What exactly needs to be downloaded to enable h265 and vp9 codecs on GLK?

andatche commented 3 years ago

I'm seeing the same issue as @felixbuenemann when trying to encode HEVC.

Xiaogangli-intel commented 3 years ago

@felixbuenemann and @andatche, could you provide the latest commit id of the media driver you are using?

felixbuenemann commented 3 years ago

@Xiaogangli-intel I was testing with b7b1b00619e135d613ad563876fbe0506db63341.
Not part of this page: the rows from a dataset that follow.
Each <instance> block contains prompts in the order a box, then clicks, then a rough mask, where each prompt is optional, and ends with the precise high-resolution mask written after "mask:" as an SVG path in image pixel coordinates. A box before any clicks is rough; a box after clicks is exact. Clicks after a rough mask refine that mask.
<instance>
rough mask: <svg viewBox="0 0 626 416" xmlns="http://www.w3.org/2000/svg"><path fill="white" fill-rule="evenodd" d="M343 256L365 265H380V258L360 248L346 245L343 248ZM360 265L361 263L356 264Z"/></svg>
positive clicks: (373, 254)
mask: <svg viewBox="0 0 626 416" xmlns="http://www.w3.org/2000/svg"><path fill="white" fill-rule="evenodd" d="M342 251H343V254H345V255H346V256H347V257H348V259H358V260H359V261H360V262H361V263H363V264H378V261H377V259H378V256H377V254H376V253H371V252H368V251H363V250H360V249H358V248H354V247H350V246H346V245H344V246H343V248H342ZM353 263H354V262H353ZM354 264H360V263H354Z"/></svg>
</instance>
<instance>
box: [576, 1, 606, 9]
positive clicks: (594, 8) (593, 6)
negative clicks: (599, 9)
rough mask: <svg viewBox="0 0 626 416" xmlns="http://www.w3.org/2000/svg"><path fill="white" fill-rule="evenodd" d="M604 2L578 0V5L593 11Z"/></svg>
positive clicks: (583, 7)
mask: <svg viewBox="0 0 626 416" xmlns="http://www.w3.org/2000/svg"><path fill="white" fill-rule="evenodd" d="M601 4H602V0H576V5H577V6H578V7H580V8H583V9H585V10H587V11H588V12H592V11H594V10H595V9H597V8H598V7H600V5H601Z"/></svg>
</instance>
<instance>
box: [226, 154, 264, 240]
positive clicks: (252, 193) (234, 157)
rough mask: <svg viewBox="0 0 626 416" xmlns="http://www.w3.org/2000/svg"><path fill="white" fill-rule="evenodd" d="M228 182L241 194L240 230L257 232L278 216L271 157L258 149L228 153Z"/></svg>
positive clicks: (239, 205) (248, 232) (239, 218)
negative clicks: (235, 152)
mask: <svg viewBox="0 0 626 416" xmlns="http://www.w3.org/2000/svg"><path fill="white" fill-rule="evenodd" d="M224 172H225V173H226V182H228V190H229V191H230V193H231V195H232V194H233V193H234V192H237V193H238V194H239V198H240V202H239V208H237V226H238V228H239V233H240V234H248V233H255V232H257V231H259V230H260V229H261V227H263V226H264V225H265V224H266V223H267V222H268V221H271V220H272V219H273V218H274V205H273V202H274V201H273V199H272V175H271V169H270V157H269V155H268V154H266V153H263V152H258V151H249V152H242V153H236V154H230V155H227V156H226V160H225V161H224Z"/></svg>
esmorun commented 3 years ago

Any news on this issue? Hardware encoding is still completely broken with the current package in the Ubuntu 20.04LTS repository (intel-media-va-driver-non-free (20.1.1+ds1-1build1)).

Asrock j5005-board.

Xiaogangli-intel commented 3 years ago

@felixbuenemann Seems sample_encode changed the default Encode to lowpower, so could you try: /opt/intel/mediasdk/share/mfx/samples/sample_encode h265 -w 176 -h 144 -f 30 -cqp -qpi 30 -qpp 30 -qpb 30 -qsv-ff -i /usr/src/samples/AUD_MW_E.yuv -o encoded_AUD_MWE.265 **-lowpower:off_**

it works on my side. For other guys, could you provide the command line?